CoreLogic’s daily dwelling values index, which measures price changes across the five major capital cities, fell another 0.23% in the week ended 2 February. This was the 39th consecutive weekly decline at the 5-city aggregate level:

Values fell sharply across Sydney (-0.24%), Melbourne (-0.30%), Brisbane (-0.26%) and Adelaide (-0.20%), but were flat in Perth:

The pace of decline remains swift at the 5-city aggregate level, with values down 3.3% over the quarter. This quarterly decline has been driven by Brisbane (-4.4%), Sydney (-3.9%) and Melbourne (-3.1%):

Finally, home values have declined 9.9% from their peak at the 5-city aggregate level, led by Sydney (-13.9%), Brisbane (-10.7%) and Melbourne (9.4%). By contrast, Adelaide (-2.3%) and Perth (-1.0%) have experienced only minor falls:

Interestingly, capital city dwelling values have fallen at a stable rate of between 0.2% and 0.3% per week for the better part of four months.

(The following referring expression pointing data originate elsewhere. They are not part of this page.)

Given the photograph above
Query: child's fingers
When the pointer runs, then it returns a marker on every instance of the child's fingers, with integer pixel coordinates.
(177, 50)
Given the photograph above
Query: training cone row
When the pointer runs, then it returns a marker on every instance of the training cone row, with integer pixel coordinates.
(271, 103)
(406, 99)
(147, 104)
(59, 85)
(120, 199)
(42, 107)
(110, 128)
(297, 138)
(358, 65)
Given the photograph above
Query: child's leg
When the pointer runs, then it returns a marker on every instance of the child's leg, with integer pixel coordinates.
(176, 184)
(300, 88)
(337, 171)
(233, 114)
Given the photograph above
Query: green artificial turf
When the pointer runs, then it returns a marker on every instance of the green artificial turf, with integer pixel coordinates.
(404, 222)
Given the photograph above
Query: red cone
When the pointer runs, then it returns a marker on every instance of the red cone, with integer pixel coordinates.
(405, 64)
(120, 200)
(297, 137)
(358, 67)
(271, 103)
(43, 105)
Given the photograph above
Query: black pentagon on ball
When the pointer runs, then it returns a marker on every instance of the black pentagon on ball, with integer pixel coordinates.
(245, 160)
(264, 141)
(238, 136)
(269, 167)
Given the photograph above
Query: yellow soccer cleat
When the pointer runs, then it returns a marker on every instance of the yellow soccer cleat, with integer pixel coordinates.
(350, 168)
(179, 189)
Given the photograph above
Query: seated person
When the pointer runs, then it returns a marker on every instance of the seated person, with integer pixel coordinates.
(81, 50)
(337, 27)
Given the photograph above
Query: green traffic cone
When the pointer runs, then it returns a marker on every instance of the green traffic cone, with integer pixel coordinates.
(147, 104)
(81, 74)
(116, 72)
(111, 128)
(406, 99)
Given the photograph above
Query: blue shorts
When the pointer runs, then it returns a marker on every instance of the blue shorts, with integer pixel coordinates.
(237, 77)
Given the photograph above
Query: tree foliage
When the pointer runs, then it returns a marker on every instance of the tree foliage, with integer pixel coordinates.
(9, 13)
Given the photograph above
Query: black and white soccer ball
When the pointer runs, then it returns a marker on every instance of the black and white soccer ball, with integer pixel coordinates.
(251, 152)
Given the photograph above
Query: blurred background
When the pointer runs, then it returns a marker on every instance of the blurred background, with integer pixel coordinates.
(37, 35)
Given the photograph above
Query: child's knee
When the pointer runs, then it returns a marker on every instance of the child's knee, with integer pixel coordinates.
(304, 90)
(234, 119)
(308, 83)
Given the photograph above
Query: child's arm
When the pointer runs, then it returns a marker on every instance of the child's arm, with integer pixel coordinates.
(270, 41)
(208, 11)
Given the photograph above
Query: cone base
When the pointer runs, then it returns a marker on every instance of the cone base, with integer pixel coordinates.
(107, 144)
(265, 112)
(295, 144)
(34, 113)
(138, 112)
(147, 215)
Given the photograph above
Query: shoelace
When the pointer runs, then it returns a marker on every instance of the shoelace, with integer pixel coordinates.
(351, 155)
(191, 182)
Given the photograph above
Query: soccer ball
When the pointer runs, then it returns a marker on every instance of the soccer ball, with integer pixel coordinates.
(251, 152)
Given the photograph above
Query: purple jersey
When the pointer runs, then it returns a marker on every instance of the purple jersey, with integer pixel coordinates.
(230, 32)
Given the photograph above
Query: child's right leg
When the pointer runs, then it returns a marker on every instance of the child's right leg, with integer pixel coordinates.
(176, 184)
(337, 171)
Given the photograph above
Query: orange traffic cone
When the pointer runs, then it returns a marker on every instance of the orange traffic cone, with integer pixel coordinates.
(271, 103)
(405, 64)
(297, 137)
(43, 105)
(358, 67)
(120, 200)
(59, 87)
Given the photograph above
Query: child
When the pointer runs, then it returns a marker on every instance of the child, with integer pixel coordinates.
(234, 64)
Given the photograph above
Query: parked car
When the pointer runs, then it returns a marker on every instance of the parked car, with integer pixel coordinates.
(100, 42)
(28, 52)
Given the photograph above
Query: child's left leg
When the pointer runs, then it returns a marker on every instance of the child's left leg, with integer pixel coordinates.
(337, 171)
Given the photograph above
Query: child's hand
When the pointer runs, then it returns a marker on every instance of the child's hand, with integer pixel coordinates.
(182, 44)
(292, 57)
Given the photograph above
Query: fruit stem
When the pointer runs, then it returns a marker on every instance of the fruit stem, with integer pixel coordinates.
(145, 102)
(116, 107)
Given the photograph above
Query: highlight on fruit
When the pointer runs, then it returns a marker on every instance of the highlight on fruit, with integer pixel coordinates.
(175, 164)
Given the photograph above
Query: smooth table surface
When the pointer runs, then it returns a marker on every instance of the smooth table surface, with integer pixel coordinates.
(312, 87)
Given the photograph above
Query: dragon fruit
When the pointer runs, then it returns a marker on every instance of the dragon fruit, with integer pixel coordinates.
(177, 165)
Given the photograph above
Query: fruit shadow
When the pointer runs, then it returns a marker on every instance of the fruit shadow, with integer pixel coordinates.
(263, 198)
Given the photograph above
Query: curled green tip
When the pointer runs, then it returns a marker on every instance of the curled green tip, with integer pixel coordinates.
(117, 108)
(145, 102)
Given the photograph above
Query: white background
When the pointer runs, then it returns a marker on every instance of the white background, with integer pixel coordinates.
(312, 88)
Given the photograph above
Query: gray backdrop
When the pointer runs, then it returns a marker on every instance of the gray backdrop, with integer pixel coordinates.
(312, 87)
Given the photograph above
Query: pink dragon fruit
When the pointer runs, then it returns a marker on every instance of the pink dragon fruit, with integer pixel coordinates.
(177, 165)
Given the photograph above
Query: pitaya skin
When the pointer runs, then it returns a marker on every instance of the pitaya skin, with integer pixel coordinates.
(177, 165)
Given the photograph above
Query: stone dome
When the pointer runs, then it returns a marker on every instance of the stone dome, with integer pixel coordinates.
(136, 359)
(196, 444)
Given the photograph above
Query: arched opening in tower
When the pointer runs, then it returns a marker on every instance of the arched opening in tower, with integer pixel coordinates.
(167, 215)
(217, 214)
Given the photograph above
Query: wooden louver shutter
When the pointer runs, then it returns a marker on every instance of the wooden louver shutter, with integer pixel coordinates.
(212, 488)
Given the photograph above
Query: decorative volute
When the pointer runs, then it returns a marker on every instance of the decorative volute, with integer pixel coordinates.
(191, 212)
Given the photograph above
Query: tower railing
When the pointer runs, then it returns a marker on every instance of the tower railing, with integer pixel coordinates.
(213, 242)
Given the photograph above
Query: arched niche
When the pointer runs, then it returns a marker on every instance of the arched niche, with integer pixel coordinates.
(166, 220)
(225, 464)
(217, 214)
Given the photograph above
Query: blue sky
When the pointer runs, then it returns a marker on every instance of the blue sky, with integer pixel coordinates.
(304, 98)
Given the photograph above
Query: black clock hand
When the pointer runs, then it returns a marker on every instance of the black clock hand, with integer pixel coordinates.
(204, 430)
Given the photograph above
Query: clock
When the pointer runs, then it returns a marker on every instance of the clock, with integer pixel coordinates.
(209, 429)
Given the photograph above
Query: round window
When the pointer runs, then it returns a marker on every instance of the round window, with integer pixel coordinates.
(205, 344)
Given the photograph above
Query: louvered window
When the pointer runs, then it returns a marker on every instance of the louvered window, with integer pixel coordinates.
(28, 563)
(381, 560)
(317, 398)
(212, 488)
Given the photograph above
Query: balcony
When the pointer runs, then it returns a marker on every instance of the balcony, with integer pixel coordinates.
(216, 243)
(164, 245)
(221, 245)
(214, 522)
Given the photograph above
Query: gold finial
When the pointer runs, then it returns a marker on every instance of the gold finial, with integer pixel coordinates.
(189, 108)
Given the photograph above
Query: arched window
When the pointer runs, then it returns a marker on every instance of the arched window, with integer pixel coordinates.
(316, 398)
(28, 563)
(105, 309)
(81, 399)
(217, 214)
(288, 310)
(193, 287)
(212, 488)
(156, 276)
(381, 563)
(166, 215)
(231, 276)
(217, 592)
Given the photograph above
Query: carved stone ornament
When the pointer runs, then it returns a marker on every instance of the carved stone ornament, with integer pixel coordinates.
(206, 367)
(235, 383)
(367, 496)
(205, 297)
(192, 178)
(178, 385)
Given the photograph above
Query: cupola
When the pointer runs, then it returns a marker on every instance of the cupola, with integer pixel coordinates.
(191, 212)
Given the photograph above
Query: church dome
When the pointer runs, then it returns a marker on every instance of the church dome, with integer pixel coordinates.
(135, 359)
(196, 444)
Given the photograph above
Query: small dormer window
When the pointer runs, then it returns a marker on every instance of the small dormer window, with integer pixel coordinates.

And if this pace of decline is maintained, then home values at the 5-city aggregate level will be around 15% lower than peak by the end of June.
Given the Reserve Bank of Australia (RBA) is certain to lift the official cash rate again on Tuesday, and the possibility of more rate rises in coming months, Australian home values are likely to continue falling for the foreseeable future.
For what it is worth, I expect the Australian economy to weaken significantly over the first half, which then will prompt the RBA to commence a rate cutting cycle in the September quarter in a bid to stave off recession.
These rate cuts will then usher the beginning of another house price upswing late in the year.